Compact Reconnaissance Imaging Spectrometer for Mars
CRISM (Compact Reconnaissance Imaging Spectrometer for Mars) searches for the residue of minerals that form in the presence of water, perhaps in association with ancient hot springs, thermal vents, lakes, or ponds that may have existed on the surface of Mars.
Spectrometer for Mars Reconnaissance Orbiter
With the Compact Reconnaissance Imaging Spectrometer for Mars (CRISM) instrument just above his head, a technician at NASA's Kennedy Space Center works on the Mars Reconnaissance Orbiter spacecraft in July 2005.

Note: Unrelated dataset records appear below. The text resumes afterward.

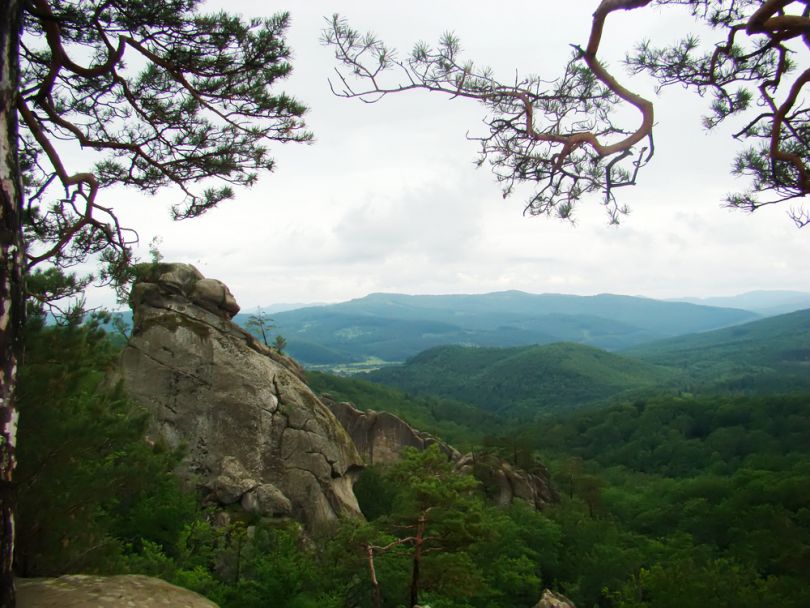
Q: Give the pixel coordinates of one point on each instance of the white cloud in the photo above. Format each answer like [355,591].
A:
[387,199]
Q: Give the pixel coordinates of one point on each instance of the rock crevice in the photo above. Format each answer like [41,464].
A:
[253,432]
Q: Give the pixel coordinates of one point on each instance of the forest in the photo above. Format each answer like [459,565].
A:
[663,500]
[674,437]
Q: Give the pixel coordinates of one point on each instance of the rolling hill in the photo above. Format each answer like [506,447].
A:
[770,354]
[393,327]
[520,382]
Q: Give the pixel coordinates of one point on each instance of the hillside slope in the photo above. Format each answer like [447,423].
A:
[520,382]
[770,354]
[393,327]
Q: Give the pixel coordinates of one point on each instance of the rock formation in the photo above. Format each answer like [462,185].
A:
[549,599]
[380,437]
[81,591]
[504,482]
[253,431]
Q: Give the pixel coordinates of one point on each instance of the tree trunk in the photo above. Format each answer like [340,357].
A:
[419,540]
[11,283]
[375,584]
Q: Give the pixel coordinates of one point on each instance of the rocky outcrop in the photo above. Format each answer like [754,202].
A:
[253,432]
[504,482]
[380,438]
[81,591]
[549,599]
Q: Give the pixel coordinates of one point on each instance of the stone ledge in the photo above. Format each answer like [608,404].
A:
[123,591]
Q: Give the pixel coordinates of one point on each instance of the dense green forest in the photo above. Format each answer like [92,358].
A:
[756,358]
[665,501]
[389,327]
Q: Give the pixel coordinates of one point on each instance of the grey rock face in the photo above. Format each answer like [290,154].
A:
[505,482]
[381,437]
[83,591]
[549,599]
[253,431]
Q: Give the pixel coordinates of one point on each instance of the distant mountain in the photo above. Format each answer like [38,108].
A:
[521,382]
[393,327]
[770,354]
[766,303]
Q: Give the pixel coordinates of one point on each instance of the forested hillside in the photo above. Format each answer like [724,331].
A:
[765,355]
[680,501]
[393,327]
[760,357]
[520,382]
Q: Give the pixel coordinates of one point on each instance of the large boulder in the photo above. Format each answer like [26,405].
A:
[253,432]
[504,482]
[550,599]
[82,591]
[381,437]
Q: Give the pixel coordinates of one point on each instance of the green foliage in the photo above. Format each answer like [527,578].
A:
[165,94]
[394,327]
[521,382]
[761,357]
[260,325]
[89,485]
[458,423]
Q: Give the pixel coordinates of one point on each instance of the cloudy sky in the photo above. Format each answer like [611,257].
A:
[388,198]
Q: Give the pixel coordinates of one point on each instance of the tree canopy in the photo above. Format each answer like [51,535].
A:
[568,135]
[99,93]
[162,94]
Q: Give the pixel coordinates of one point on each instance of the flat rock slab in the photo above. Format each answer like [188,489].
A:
[126,591]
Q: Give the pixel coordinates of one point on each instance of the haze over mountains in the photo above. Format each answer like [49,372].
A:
[393,327]
[766,356]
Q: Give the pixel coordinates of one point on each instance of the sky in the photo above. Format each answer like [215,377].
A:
[387,198]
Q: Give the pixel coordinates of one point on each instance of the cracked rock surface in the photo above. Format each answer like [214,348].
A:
[253,431]
[381,437]
[82,591]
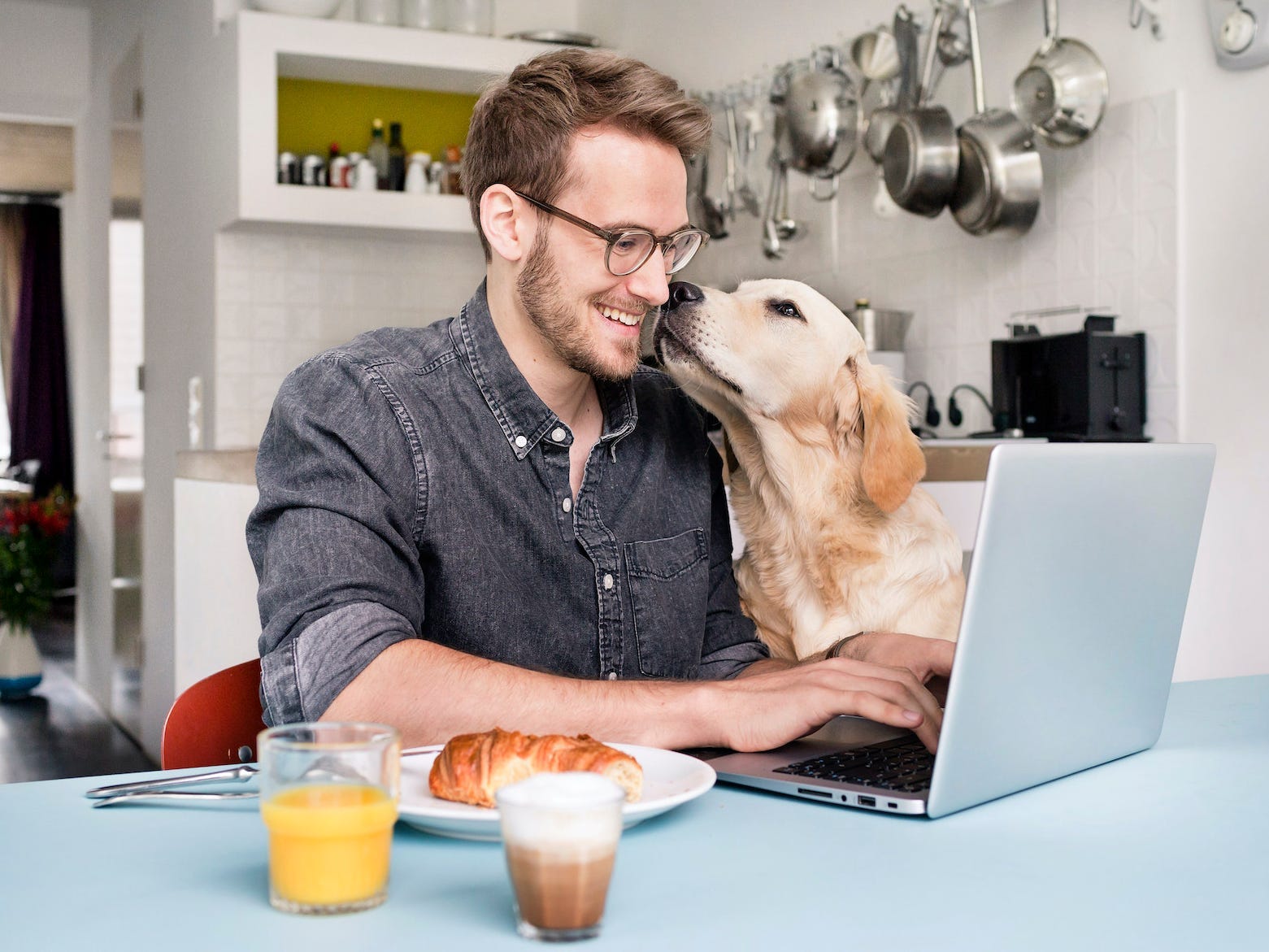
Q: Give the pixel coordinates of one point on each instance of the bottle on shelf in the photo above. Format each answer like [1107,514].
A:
[396,159]
[377,151]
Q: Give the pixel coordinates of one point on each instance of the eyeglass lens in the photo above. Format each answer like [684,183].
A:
[631,249]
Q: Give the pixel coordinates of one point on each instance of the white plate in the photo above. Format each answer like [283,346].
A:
[669,778]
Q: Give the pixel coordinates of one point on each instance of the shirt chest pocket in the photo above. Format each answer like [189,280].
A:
[667,580]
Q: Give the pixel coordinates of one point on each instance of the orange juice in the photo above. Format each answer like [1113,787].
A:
[329,845]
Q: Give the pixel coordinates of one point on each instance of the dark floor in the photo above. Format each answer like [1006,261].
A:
[59,730]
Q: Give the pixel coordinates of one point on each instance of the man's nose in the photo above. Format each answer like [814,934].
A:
[683,292]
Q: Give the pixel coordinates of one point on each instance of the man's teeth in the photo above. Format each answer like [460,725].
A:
[612,314]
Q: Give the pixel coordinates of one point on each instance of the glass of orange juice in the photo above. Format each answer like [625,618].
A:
[329,798]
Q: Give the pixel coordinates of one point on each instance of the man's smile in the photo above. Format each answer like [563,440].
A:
[613,314]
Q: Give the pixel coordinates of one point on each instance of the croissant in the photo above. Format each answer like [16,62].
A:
[472,767]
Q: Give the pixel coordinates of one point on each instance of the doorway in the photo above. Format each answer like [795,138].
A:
[124,440]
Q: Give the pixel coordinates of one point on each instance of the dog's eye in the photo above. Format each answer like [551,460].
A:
[787,309]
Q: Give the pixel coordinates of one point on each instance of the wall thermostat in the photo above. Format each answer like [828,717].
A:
[1240,32]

Even though some landforms provide evidence that liquid water may have flowed on the surface of Mars long ago, evidence of mineral deposits created by long-term interaction between water and rock has been limited.
CRISM's visible and infrared spectrometers track regions on the dusty martian surface and map them at scales as small as 18 meters (60 feet) across, from an altitude of 300 kilometers (186 miles). CRISM reads the hundreds of "colors" in reflected sunlight to detect patterns that indicate certain minerals on the surface, including signature traces of past water.
The principal investigator (lead scientist) for CRISM is Scott Murchie from the Applied Physics Lab at Johns Hopkins University.